Битва на Марне началась 5 сентября. «Сейчас, когда вот-вот начнется сражение, от которого зависит судьба Франции, – заявил Жоффр, выступая перед солдатами, – всем нам следует помнить, что время оглядываться назад прошло; каждое усилие должно быть направлено на наступление и на то, чтобы отбросить врага назад. Войска, которые больше не могут наступать, обязаны любой ценой удерживать захваченные позиции, и лучше умереть, чем пропустить врага». Речь заканчивалась словами: «В сложившихся условиях я не потерплю слабости». На британском участке фронта царило то же чувство исключительной важности этого момента. «Я побывал в расположении частей и видел, как все рады тому, что им придется двигаться вперед, а не назад», – в тот же день записал Смит-Дорриен в своем дневнике.
Ближе всего к Парижу, между Сеной и Марной, находился Британский экспедиционный корпус.
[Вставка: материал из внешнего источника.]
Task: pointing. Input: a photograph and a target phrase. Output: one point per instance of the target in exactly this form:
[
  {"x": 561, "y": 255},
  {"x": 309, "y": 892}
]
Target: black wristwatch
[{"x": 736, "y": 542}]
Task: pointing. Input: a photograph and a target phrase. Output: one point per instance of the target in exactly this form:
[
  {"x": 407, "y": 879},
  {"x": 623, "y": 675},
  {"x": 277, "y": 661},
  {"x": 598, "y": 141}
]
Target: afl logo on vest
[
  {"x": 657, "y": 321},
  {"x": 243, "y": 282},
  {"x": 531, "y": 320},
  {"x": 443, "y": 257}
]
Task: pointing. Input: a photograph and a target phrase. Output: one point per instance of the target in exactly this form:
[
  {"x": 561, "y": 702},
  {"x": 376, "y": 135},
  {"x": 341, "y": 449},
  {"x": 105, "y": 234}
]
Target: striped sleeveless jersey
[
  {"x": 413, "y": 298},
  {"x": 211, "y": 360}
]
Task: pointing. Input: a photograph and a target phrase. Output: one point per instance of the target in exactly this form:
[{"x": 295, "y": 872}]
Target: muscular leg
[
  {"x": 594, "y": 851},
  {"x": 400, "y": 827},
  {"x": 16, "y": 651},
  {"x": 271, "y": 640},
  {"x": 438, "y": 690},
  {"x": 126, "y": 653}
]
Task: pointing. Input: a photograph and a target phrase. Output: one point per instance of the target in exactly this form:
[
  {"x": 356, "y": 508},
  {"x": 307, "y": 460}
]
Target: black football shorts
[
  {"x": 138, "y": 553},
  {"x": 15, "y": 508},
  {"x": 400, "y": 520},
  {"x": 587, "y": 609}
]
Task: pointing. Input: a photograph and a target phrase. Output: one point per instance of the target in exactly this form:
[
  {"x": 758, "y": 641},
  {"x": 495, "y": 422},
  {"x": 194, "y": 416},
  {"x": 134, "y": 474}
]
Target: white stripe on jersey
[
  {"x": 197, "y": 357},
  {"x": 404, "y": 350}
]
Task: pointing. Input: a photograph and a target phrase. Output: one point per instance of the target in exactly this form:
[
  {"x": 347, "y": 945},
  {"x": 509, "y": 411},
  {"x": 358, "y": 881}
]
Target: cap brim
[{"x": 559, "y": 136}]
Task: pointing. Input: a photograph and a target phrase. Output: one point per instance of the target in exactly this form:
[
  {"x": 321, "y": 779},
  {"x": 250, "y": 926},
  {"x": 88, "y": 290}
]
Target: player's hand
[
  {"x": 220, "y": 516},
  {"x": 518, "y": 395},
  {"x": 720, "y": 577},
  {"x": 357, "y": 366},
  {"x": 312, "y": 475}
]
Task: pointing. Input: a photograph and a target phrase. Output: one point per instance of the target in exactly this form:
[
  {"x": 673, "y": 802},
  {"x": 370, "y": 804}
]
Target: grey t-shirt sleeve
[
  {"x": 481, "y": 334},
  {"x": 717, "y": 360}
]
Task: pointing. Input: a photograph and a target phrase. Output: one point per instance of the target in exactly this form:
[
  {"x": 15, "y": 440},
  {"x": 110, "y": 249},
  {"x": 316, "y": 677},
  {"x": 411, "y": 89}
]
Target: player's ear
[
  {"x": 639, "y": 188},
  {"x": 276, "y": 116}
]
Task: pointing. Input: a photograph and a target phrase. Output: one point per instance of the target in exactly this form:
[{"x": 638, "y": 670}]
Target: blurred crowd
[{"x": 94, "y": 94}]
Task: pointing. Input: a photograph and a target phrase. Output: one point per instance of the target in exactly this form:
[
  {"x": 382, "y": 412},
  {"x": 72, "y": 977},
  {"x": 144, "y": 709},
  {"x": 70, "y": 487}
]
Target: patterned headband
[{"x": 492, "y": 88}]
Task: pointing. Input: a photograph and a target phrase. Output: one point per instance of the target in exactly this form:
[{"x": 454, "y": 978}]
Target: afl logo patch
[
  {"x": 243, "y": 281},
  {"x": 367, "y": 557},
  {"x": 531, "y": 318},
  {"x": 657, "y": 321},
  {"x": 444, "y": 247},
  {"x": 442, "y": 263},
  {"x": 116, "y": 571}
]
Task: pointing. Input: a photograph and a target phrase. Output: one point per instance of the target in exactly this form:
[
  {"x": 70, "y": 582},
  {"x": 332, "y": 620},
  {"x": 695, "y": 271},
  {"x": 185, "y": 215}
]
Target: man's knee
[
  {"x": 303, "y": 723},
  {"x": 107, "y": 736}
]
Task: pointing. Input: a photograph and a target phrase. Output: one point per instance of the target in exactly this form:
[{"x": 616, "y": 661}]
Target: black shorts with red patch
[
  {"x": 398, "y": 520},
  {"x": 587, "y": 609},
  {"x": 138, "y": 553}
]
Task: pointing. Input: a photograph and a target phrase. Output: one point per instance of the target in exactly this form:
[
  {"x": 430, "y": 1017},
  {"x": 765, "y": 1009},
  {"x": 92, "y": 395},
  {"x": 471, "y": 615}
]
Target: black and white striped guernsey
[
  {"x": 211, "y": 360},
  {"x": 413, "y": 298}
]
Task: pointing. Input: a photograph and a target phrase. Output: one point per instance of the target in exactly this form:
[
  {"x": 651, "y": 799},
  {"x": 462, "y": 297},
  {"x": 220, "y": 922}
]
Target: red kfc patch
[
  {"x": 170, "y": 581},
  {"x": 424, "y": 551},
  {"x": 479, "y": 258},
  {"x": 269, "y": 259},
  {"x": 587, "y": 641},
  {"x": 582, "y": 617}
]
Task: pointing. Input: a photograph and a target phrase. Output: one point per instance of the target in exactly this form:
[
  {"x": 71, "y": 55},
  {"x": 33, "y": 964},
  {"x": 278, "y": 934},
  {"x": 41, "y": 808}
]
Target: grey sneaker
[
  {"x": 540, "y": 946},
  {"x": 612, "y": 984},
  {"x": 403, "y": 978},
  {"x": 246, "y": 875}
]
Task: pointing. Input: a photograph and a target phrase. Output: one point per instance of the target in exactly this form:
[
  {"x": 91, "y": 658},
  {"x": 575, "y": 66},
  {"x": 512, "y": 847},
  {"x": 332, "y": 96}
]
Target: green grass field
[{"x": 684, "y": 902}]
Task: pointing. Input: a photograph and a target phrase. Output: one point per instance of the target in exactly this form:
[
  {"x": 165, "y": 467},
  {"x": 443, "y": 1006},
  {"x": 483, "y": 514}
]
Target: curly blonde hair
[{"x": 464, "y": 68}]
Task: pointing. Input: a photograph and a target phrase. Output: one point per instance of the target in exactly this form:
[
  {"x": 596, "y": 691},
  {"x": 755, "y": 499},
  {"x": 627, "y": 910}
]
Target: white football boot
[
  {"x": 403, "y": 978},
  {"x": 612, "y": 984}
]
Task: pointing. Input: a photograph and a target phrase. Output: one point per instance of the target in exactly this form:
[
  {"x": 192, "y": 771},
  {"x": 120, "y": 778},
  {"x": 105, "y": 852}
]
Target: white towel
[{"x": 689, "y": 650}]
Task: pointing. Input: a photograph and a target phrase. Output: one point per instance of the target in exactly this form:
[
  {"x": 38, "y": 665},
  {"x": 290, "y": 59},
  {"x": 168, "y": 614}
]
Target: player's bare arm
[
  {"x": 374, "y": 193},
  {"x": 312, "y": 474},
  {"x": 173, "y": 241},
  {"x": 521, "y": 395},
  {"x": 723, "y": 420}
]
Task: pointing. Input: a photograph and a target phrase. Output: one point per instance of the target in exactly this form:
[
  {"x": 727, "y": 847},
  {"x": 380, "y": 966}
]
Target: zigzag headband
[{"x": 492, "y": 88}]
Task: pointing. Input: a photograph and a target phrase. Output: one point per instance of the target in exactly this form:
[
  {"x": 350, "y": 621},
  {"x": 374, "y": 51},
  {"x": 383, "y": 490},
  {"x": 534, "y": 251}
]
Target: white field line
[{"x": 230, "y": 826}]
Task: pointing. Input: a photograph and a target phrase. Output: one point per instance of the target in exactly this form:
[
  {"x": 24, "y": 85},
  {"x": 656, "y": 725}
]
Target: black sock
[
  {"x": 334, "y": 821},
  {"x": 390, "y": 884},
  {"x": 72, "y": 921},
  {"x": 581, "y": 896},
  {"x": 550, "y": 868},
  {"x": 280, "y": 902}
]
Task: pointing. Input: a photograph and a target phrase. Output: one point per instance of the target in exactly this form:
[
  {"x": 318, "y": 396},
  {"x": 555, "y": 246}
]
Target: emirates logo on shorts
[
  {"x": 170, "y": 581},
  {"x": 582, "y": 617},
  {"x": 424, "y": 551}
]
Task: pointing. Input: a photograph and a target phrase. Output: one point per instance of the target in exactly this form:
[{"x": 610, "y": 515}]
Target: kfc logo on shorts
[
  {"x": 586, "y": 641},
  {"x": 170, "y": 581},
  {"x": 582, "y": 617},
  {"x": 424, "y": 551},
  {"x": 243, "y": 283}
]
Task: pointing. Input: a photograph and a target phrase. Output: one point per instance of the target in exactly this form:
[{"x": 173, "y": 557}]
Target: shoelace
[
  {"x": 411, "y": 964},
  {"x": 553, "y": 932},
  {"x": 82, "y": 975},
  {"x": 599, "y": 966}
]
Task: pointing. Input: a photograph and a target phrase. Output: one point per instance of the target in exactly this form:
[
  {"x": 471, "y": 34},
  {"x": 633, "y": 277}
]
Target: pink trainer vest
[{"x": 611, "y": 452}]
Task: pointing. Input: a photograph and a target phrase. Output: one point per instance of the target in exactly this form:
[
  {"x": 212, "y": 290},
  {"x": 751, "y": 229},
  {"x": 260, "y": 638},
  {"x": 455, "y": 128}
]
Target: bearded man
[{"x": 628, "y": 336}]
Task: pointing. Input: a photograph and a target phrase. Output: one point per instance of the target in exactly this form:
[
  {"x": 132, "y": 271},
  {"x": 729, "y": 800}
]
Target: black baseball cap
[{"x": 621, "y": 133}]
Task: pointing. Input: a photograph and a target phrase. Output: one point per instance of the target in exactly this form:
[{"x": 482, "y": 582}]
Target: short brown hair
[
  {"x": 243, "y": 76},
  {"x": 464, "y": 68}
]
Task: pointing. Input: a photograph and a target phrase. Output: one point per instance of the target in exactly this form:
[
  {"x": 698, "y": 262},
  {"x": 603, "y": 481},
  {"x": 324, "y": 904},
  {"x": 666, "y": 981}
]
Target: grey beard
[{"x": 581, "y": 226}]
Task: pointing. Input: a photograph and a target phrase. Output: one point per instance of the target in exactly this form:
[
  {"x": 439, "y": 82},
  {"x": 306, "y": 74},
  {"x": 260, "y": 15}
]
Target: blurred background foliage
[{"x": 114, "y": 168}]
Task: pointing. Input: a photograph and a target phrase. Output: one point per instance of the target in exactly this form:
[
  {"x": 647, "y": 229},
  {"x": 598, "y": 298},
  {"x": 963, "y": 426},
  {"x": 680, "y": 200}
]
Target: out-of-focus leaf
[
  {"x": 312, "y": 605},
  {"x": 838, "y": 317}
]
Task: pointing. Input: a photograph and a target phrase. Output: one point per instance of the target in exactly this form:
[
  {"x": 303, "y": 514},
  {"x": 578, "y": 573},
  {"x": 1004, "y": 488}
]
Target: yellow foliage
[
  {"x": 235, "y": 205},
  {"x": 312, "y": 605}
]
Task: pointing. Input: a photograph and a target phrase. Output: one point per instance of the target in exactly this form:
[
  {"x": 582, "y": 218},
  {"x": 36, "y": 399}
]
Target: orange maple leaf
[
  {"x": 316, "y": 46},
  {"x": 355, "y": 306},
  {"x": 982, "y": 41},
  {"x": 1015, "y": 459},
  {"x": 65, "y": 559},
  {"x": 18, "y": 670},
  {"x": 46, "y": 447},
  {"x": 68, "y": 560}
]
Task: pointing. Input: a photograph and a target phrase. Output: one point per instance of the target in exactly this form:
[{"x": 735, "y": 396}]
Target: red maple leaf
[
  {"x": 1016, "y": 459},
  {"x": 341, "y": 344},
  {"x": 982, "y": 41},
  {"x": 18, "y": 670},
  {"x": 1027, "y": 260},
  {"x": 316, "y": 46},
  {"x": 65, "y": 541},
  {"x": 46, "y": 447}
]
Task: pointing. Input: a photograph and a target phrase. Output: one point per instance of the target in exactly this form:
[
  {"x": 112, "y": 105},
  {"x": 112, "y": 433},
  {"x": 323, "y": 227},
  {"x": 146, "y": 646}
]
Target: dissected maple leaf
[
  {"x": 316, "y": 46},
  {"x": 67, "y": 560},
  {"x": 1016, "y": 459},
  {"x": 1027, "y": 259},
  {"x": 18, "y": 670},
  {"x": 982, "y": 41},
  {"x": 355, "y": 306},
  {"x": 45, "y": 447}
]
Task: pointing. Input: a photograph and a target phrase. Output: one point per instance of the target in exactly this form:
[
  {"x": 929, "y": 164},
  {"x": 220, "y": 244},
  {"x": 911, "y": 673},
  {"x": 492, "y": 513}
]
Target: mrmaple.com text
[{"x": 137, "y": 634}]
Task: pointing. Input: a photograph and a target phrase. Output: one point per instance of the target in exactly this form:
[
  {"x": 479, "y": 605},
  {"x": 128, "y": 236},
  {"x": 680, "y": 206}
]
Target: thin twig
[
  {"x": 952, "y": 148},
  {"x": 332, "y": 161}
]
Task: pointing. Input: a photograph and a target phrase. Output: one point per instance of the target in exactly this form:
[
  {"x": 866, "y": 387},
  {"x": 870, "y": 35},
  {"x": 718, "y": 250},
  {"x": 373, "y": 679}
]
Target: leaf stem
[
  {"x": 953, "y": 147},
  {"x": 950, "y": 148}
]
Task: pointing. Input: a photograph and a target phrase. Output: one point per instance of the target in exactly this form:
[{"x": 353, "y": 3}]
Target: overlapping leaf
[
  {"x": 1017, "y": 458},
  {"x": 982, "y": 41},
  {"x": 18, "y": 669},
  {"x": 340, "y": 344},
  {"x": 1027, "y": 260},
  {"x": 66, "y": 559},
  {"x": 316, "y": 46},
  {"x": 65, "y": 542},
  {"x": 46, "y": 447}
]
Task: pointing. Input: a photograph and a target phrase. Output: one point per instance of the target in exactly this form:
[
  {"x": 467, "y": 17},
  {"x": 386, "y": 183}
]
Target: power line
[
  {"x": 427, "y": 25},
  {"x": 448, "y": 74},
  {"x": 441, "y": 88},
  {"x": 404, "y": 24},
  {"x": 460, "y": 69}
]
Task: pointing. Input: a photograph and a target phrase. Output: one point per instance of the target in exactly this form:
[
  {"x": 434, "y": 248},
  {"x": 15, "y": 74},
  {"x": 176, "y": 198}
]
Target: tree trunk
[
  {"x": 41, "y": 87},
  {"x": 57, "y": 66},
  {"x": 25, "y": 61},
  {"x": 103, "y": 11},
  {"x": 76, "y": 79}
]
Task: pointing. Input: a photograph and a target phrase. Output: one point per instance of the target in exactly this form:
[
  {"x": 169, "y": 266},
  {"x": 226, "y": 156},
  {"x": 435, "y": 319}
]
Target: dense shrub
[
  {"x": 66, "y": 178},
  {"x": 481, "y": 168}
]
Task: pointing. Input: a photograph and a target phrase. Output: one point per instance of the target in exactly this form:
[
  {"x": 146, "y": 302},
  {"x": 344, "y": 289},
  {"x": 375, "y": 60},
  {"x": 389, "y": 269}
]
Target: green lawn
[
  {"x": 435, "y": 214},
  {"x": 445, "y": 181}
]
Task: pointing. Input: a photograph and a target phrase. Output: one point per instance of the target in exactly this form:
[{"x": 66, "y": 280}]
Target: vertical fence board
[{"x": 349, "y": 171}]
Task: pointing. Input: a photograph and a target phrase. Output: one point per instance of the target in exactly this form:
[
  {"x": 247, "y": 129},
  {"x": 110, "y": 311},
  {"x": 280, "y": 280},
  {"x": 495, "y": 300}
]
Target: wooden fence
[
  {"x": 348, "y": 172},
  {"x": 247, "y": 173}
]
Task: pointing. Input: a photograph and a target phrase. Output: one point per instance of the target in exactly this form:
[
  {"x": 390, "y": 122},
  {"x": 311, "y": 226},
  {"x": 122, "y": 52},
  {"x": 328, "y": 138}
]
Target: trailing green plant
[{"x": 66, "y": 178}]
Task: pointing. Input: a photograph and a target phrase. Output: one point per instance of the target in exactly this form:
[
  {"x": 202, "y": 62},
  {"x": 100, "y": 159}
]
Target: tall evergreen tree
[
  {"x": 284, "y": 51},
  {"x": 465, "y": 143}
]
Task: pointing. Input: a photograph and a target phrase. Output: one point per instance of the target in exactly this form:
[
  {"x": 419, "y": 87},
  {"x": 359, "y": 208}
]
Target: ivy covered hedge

Германские приказы звучали лаконично: «Если встретите британцев, они должны быть отброшены». Но именно британцы отбросили немцев и в тот день, и в восемь последующих. Кавалерия быстро наступала на север, вести разведку помогали велосипедные патрули и аэропланы. Пехоту, следовавшую за конными войсками, поразило отсутствие сопротивления со стороны противника. «Вдохновляющие признаки того, что враг деморализован, виднелись повсюду, – вспоминал генерал Эдмондс. – Вдоль дорог валялись пустые бутылки, и местные жители говорили, что среди немцев много пьяных. В самом деле, британские ездовые, проверяя окрестные стога, обнаружили в окрестных стогах мертвецки пьяных немецких солдат, прятавшихся под слоем сена.